Quarter to Three Discussion.

Basically, reviewer Matt Peckham gave Neverwinter Nights 2 a 5 out of 10, not because it has poor storytelling, no roleplaying, bad combat, or any other elements that could be bad about the game (I honestly don't know), but because it's a D&D game, that emulates the P&P ruleset.

Originally Posted by review
*Note* these are excerpts that were posted on the RPG Codex *Note*

As a contemporary CRPG, on the other hand, NWN2 leaves a lot to be de-sired, and that's too bad, because these are the guys who brought us Planescape: Torment and Icewind Dale 2 therefore they are the guys I'm least inclined to take issue with.

But issues exist, and defining them is really no more complex than saying, "Hello D&D superchrome, buh-bye storytelling and character development (you know, those things you're supposed to "immerse" yourself in)." The idea seems to be that we're meant to rah-rah about a superabundance of feats, spells, races, prestige (advanced) classes, and math-equation tickers full of the usual "I attack you with a +4 sword of --" booooooring. Fine, sure, dandy&but when is a "role" not a "role"? Simple: when it's a rule to a fault.

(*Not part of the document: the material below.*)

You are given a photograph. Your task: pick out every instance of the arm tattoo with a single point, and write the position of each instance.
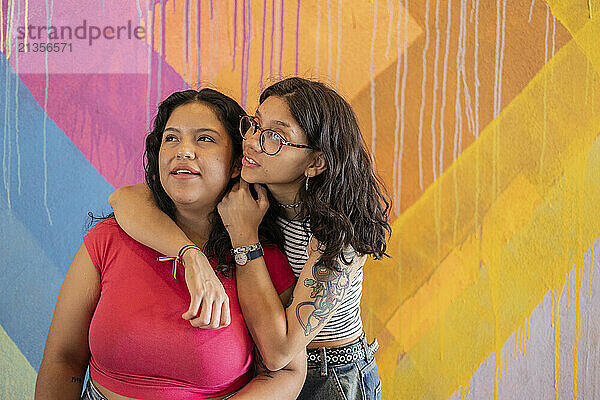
(261, 371)
(328, 290)
(289, 302)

Worse -- and blame this on games like Oblivion -- NWN2's levels feel pint-sized: Peewee zones inhabited by pull-string NPCs with no existence to speak of beyond their little playpens. Wander and you'll wonder why the forests, towns, and dungeons are like movie lots with lay-about monsters wait-ing patiently for you to trip their arbitrary triggers. As if the pencil and paper "module" approach were a virtue that computers -- by now demonstrably capable of simulating entire worlds with considerably more depth -- should emulate.

In all fairness, it's not entirely developer Obsidian's fault. D&D certainly puts the "rule" in role-playing, and a madcap base of D&D aficionados is no doubt ready to string me up for suggesting that faithful is here tantamount to folly (to these people, I say: "Go for it, NWN2's all you've ever wanted and more"). Call me crazy -- I guess I'm just finally weary of being led around on a pencil-and-paper leash and batting numbers around a glorified three-dimensional spreadsheet in a computer translation that should have synthesized, not forklifted.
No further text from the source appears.